# Lost Dog - any help appreciated.



## KeithChesterfield (Mar 12, 2010)

Can anyone help find this dog?

The dog disappeared in May last year after being frightened by a thunderstorm and has apparently been living rough ever since.

In early March he was spotted in an area around Junction 29 of the M1 in Derbyshire – Bolsover, Palterton, Heath and Glapwell are close by.

Many of you use this junction to visit the Peak District, Chatsworth, Matlock, Crich tram museum and nearby towns and if by any chance you do see him please get in touch with the owner.
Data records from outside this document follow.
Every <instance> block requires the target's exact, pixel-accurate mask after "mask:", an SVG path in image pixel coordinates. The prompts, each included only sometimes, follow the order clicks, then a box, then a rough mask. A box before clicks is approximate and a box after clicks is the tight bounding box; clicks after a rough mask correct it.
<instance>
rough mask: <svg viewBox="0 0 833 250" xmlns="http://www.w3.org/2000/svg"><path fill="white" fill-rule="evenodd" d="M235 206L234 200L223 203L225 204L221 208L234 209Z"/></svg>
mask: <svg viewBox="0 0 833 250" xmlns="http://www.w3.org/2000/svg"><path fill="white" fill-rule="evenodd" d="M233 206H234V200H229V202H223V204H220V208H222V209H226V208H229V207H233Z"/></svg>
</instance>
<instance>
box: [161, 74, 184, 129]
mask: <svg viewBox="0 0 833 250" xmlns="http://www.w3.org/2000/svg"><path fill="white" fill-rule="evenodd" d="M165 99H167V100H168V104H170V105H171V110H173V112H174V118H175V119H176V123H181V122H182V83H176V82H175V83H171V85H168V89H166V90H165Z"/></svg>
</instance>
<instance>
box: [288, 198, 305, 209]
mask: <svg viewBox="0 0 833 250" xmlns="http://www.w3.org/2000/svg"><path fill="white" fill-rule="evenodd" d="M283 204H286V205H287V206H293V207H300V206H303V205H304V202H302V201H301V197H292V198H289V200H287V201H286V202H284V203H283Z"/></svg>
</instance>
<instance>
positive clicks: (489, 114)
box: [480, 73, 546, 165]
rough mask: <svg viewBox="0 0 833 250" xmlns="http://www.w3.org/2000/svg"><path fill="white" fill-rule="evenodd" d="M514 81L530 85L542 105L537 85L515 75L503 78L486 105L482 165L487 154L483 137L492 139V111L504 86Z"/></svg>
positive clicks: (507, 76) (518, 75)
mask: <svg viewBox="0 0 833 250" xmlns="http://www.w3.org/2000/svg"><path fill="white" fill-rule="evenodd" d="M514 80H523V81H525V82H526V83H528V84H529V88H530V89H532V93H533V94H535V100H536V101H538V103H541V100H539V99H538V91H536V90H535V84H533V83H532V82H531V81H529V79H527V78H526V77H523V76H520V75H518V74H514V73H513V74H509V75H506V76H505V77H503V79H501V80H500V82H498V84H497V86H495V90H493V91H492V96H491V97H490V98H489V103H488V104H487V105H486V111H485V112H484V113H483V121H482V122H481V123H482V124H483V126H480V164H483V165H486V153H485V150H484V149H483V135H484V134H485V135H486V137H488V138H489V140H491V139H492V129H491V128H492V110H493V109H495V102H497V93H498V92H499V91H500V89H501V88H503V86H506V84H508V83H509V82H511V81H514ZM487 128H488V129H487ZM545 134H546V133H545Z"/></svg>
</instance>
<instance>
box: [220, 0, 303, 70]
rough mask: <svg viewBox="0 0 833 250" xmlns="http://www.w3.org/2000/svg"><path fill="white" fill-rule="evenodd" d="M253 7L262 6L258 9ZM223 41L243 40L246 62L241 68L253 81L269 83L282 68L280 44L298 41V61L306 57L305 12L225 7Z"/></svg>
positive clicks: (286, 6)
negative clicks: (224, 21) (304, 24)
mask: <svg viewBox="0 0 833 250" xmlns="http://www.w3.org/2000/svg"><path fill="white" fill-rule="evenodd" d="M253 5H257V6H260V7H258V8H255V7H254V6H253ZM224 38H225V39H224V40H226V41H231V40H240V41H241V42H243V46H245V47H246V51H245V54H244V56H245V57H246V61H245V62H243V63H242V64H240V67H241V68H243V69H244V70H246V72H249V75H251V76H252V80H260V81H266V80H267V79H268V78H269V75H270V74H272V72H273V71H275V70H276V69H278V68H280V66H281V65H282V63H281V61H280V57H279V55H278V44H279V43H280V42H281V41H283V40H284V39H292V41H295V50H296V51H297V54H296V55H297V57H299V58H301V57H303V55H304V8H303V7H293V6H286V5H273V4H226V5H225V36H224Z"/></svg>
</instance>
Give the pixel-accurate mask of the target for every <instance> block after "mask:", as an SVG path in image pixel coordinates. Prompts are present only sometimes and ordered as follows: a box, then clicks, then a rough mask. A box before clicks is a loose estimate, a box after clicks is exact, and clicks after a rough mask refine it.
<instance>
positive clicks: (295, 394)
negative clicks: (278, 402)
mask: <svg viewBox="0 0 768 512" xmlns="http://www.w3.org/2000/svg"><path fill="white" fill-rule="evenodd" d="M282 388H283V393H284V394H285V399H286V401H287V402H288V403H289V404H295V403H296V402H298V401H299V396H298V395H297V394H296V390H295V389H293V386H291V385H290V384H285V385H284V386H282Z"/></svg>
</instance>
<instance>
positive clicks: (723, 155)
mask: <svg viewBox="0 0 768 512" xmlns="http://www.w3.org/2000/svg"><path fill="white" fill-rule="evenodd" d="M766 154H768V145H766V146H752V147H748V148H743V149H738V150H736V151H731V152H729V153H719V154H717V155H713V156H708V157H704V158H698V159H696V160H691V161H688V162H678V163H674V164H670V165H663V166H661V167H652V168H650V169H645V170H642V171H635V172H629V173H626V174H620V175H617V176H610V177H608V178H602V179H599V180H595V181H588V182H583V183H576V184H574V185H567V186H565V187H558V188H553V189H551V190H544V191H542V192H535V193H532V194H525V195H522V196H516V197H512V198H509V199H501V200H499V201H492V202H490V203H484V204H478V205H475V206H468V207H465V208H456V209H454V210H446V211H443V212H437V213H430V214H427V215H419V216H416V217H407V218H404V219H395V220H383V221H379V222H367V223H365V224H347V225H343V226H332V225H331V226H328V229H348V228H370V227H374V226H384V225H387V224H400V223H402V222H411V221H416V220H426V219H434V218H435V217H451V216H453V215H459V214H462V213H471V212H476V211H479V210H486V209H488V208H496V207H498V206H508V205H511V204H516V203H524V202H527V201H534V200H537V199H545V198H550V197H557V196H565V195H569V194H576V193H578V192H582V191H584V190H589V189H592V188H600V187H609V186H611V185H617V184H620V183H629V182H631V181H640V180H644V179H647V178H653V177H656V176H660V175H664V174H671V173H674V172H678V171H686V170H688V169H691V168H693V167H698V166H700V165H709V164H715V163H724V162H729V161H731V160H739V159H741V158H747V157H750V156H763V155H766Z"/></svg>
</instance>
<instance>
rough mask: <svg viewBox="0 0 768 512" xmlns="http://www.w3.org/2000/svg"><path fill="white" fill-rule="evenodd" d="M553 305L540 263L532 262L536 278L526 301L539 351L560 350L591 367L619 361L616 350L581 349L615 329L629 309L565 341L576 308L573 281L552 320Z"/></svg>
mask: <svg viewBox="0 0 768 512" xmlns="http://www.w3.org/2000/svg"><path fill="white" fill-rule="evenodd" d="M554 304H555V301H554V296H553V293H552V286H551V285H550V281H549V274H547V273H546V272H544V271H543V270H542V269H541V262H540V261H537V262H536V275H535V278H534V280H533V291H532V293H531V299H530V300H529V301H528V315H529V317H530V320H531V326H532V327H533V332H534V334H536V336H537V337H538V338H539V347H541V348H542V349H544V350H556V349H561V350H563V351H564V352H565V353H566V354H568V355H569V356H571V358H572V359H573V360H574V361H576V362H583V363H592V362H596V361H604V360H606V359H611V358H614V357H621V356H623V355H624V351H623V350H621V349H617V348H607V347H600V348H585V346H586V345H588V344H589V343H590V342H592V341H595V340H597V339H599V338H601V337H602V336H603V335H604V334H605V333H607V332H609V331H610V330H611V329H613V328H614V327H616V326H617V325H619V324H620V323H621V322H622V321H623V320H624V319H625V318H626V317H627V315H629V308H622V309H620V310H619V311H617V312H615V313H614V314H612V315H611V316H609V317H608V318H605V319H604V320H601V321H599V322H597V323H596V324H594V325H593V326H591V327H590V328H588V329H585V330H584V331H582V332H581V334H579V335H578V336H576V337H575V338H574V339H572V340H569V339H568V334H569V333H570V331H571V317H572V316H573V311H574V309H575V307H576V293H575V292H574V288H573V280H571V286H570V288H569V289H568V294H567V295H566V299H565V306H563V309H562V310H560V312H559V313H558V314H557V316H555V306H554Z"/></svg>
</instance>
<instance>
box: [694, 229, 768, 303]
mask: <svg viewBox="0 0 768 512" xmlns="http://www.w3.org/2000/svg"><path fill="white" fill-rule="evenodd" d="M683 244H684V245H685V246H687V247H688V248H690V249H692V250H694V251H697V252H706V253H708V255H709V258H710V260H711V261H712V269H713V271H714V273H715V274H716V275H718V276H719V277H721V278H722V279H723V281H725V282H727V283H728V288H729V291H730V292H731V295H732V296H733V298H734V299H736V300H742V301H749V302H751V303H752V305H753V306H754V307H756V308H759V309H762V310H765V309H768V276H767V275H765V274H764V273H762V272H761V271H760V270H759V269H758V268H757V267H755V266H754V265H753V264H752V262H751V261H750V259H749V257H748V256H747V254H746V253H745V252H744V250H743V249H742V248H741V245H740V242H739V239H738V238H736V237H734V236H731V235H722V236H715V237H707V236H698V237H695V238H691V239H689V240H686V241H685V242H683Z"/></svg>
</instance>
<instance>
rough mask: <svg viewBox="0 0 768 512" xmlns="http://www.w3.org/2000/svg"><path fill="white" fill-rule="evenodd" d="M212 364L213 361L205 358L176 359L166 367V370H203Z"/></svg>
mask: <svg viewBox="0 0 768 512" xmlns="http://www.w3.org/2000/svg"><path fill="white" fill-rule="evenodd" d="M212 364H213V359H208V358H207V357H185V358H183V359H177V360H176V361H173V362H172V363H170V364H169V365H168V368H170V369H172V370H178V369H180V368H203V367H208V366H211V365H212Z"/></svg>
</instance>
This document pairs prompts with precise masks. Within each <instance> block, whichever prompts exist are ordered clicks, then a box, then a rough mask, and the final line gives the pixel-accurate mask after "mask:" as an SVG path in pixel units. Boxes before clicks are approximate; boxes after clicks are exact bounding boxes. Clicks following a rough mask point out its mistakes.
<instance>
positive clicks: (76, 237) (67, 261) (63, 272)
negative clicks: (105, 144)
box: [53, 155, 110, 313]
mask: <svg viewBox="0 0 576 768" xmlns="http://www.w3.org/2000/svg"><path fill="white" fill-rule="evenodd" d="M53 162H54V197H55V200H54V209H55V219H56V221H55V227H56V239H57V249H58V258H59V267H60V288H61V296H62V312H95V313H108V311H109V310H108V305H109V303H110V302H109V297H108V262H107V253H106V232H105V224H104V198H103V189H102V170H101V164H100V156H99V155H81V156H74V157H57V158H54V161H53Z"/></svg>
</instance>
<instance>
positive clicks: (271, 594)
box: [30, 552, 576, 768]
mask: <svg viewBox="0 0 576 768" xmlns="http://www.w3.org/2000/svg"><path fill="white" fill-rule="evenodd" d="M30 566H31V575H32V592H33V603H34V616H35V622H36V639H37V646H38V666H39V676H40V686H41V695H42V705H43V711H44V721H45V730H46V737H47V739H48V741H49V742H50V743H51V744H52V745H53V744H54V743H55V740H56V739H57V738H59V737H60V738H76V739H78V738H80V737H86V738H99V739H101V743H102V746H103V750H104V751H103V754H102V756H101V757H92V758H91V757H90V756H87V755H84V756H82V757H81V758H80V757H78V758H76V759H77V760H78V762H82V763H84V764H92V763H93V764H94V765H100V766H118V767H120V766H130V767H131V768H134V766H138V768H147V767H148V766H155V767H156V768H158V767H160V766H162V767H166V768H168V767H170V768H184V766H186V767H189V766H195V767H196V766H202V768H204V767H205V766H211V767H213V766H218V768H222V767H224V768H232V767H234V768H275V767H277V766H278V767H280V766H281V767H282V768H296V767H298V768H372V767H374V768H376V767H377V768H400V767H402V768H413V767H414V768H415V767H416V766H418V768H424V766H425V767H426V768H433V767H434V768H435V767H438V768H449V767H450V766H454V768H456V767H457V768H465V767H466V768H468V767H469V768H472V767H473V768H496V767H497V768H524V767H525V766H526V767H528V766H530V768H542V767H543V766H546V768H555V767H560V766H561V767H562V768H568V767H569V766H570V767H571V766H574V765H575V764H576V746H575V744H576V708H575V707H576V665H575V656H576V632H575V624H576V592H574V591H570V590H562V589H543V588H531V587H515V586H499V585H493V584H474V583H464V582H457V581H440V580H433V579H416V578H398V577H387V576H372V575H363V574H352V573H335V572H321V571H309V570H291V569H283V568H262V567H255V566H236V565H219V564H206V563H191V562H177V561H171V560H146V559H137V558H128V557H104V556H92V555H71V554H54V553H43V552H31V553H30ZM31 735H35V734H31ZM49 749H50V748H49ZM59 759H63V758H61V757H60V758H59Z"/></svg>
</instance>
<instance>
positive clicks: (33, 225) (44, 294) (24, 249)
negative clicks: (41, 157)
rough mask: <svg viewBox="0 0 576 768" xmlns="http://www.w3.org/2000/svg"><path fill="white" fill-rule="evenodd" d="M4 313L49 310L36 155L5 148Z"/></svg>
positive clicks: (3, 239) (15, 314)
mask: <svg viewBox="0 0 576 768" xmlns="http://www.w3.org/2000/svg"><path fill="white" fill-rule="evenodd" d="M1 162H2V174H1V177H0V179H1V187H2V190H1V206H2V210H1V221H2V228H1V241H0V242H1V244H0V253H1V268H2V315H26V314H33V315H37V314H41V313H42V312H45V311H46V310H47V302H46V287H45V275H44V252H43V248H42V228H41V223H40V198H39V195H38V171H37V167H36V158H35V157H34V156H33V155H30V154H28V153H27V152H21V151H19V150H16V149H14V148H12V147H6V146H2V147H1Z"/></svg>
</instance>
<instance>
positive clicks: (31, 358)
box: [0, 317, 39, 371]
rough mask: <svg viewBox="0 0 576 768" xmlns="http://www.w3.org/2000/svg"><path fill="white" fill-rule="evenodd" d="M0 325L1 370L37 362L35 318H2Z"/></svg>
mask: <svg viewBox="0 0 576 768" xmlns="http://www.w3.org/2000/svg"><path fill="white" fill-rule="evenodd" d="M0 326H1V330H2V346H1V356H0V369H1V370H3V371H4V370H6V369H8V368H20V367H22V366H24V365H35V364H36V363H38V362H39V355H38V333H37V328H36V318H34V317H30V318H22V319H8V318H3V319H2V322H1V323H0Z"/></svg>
The dog is eight years old, has presumably lost weight since the photo was taken, may be wary of people and approached with care.

His name is 'Diesel' and he has a chain collar.

Any help appreciated.

Please click on picture to enlarge.

This also posted at 'Off Topic' - more visitors to that forum than at 'Pets'.


----------



## MaxandPaddy (Mar 18, 2006)

We are down that way in a couple of weeks,I have made a note of the number.
We are cycling out and about so we shall have our eyes peeled for the big chap.
Hope he finds his way home soon.

Val


----------



## patp (Apr 30, 2007)

Is the dog registered on the DogLost website. They are a brilliant organisation. They circulate posters to vets, dog wardens etc and supply posters for the owner to put up in the area.


----------



## rowley (May 14, 2005)

We have seen the posters but have never seen the dog. We will continue to check as we are often in that area.


----------



## KeithChesterfield (Mar 12, 2010)

Thanks for the advice but he's already on the DogLost list with many sightings.

The dogs ID number on the site is 29922 and anyone and everyones help is appreciated.


----------